Kenyataanya, tubuh kini telah terkungkung pada ruang-ruang pembakuan yang ditorehkan oleh sang pemilik dan pemegang ‘kontrol mengontrol tubuh’, termasuk kebudayaan. Tubuh harus dilenggak-lenggokkan menuruti aturan tertentu yang apabila hal tersebut dilanggar, maka dianggap sebagai orang aneh, atau kesalahan budaya. Dengan demikian, orang harus memberlakukan tubuhnya secara ‘populis’ dan serentak ketika dihadapkan dalam satu situasi tertentu pada ruang –tempat- yang berbeda-beda. Semisal bagaimana posisi dan gerak tubuh yang tersistem ketika makan di warung pinggir jalan dengan di restoran besar, ketika bertemu orang yang lebih tua dengan orang yang lebih muda, ketika menari gaya Surakarta dengan menari gaya Yogyakarta.
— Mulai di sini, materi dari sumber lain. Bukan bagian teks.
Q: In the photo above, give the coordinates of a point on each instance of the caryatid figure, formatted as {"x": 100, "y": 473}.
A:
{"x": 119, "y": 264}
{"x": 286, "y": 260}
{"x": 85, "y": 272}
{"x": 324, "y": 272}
Semua ruangnya berbeda, tetapi perlakuan terhadap –sikap- tubuh telah terkonstruk dan ‘sama’ bagi semua orang.
Wisnu H.P. agaknya sadar betul akan persoalan tersebut. Kemudian Ia mencoba keluar dari belenggu kearifan populis dengan menempatkan tubuhnya melalui gerak dan prilaku yang tidak selazimnya. Lewat karya tarinya “tubuh-tubuh” Ia berkehendak menjadikan tubuhnya sebagai sebuah “diri”, dengan menggali ideologi dan egoisme sebagai sosok individu mandiri, meluapkan kebosanan gerak yang selama ini dirasa monoton.
Sayangnya, gerak-garak yang diungkapkan Wisnu H.P., belum sepenuhnya disertai kesadaran yang penuh terdadap penempatan ruang, layaknya yang Ia ungkapkan dan akui dalam forum diskusi sesudah karyanya diberlangsungkan. Di beberapa bagian, Ia masih memberlakukan tubuhnya secara sama pada ruang -tempat- yang berbeda, sehingga yang nampak bukan lagi egoisme gerak, namun hanya sebatas tontonan ruang.